I have said so much on this subject that I am afraid you will imagine I have been defending an opinion. not at all. it is a doubt only which I have been vindicating from the charge of puerility imputed to it by a *writer, whose greater5 ripeness of judgment was offended by the doubt. for it was expressed merely as a doubt whether any race of animals which ever did exist, has ceased to exist? it had seemed, and still seems to me that, before a decision of the question, two enquiries are necessary. 1st is the animal known to have ever existed? for example the Sphynx, Cyclops, Centaur,6 Satyr, Faun, Mermaid, dragon, Phoenix? Cuvier indeed has proved to us by anatomising their remains, that several animals have existed, now unknown to us. but then follows the 2d enquiry. is it known that they are extinct? have all parts of the earth been sufficiently explored to authorize a confident assertion? e.g. the interior parts of N. & S. America, the interior of Africa, the polar regions Arctic & Antarctic, the Austrasian division of the earth, for we are no longer to talk of it’s quarters? of this latter division, a small portion of it’s margin only has been explored: and yet what singular and unknown animals have been found there! had a skeleton of one of these floated to our shores half a century ago, it would have been enrolled in the catalogue of ‘species extinct.’

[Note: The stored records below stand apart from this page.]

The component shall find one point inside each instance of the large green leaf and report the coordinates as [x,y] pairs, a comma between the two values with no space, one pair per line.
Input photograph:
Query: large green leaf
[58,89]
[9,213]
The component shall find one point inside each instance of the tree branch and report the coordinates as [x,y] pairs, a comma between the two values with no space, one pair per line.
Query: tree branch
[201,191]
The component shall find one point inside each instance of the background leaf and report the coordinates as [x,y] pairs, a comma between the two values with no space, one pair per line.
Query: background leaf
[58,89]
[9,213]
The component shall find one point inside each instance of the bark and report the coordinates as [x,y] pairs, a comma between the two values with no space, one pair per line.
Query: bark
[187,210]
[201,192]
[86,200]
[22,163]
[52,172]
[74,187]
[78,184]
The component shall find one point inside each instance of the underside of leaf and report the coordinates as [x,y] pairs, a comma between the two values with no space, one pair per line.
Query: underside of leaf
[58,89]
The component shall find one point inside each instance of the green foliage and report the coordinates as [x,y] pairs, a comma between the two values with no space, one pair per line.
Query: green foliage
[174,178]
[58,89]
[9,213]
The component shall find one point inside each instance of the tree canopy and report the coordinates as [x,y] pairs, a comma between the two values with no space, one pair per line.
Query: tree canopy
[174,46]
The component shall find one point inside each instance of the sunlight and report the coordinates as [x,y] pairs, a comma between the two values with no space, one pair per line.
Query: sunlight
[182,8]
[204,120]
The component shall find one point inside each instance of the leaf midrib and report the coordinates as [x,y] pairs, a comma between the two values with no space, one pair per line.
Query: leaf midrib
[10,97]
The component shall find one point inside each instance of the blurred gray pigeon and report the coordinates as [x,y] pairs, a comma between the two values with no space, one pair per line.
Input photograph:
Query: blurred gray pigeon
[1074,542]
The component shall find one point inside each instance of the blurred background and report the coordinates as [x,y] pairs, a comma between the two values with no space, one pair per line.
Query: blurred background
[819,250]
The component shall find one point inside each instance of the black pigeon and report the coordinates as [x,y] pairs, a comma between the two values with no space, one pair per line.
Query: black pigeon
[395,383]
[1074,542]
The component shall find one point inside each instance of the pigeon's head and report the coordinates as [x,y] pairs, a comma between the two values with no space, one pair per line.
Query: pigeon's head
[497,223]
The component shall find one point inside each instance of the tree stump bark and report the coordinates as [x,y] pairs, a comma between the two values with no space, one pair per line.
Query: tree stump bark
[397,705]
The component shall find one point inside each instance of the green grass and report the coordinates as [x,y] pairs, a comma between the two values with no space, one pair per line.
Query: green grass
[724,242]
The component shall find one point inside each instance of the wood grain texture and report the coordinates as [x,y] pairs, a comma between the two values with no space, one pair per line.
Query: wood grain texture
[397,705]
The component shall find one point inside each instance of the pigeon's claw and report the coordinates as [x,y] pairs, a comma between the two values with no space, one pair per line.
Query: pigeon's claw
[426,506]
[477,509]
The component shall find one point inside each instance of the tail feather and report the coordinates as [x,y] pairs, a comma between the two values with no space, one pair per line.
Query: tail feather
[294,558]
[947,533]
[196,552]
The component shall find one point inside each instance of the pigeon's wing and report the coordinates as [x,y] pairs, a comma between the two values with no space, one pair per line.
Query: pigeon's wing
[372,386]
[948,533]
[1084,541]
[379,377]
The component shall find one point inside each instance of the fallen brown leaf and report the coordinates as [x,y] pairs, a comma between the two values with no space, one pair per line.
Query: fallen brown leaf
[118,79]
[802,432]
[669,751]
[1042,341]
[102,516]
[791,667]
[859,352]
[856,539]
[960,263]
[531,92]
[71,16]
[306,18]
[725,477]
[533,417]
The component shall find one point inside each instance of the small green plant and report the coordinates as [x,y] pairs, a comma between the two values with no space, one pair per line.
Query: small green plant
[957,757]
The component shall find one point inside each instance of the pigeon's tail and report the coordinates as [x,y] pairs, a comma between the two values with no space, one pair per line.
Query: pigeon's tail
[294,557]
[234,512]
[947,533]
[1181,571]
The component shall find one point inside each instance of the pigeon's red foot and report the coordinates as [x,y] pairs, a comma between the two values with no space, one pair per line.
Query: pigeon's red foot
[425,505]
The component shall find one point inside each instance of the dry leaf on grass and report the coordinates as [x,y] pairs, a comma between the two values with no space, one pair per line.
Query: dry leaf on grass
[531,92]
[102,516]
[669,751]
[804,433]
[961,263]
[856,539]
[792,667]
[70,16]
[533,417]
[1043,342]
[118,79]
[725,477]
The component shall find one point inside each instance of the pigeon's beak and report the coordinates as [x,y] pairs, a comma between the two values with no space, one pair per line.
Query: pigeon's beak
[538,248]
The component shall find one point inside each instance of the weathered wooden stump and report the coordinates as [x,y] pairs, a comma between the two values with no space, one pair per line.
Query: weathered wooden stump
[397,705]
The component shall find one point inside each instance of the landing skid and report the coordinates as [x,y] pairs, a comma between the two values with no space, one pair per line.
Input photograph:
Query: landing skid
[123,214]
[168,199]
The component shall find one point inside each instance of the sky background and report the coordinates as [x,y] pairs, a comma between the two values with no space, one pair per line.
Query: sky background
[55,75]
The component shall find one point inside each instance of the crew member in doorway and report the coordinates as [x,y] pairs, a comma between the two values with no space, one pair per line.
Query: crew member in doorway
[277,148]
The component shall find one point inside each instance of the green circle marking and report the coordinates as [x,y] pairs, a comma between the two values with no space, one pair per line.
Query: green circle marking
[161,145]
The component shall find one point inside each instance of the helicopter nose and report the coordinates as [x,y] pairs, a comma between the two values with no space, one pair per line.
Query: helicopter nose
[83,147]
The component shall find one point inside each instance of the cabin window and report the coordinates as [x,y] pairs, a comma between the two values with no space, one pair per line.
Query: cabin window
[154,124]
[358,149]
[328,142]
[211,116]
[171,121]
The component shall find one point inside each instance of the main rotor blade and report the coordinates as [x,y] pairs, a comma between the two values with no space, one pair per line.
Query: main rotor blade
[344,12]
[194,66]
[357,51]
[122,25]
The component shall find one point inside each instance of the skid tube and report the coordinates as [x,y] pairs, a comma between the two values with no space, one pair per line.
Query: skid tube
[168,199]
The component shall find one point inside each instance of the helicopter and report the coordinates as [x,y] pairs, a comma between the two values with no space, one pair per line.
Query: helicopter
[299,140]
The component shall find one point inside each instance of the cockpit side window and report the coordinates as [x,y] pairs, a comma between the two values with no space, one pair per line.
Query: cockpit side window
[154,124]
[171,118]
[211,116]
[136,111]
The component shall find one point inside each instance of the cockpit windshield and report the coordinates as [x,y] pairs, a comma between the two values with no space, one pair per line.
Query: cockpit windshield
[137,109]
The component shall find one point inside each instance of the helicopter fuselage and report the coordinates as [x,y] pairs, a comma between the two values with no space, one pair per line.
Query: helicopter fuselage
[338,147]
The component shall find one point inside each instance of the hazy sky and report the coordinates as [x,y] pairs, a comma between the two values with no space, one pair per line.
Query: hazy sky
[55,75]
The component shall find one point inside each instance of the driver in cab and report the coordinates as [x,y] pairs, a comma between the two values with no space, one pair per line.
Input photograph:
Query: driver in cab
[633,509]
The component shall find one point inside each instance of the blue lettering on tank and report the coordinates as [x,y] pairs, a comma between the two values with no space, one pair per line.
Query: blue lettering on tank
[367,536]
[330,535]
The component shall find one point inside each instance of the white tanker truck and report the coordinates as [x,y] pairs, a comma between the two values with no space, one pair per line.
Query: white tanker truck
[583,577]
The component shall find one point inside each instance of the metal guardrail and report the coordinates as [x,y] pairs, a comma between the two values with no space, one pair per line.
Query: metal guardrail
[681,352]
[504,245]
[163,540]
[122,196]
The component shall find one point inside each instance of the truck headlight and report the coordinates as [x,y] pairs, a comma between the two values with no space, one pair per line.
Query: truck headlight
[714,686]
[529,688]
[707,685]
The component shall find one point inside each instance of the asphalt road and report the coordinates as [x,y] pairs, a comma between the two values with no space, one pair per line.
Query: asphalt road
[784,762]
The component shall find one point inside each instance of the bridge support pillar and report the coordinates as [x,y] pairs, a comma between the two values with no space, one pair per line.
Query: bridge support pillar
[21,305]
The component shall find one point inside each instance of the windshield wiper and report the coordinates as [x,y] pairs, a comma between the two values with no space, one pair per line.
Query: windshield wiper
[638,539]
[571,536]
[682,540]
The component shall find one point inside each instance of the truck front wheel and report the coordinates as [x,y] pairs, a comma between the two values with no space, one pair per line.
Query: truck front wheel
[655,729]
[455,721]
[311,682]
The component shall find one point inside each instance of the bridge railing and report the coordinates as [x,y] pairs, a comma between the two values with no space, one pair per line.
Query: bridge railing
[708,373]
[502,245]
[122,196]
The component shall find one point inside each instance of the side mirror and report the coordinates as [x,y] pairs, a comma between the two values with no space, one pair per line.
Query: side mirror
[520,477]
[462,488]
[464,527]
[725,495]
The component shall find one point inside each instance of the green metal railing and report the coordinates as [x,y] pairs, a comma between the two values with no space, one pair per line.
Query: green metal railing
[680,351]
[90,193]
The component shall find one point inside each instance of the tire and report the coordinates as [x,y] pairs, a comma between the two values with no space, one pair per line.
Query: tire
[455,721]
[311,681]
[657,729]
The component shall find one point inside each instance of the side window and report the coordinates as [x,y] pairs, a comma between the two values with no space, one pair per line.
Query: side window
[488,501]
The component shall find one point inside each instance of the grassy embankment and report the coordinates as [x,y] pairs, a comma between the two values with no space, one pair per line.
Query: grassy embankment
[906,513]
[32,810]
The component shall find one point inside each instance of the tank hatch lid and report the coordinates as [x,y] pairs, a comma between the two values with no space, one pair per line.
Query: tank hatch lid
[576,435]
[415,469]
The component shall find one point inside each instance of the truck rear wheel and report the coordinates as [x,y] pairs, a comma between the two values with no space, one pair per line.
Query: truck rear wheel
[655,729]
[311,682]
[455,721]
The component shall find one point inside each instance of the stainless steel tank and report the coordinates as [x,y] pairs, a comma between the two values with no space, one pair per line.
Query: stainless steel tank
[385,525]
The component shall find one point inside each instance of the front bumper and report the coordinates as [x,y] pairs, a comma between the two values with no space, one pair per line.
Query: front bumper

I think therefore still, there is reason to doubt whether any species of animal is become extinct; that this does not involve as a necessary consequence the eternity of the world; and, if it did, that we are authorised by the fathers of our faith to say there would be nothing unlawful in this consequence, and I have quoted the authorities of Theologians, rather than of Philosophers, because the former consider these as their natural enemies. for these quotations I am indebted to M. D’Argens.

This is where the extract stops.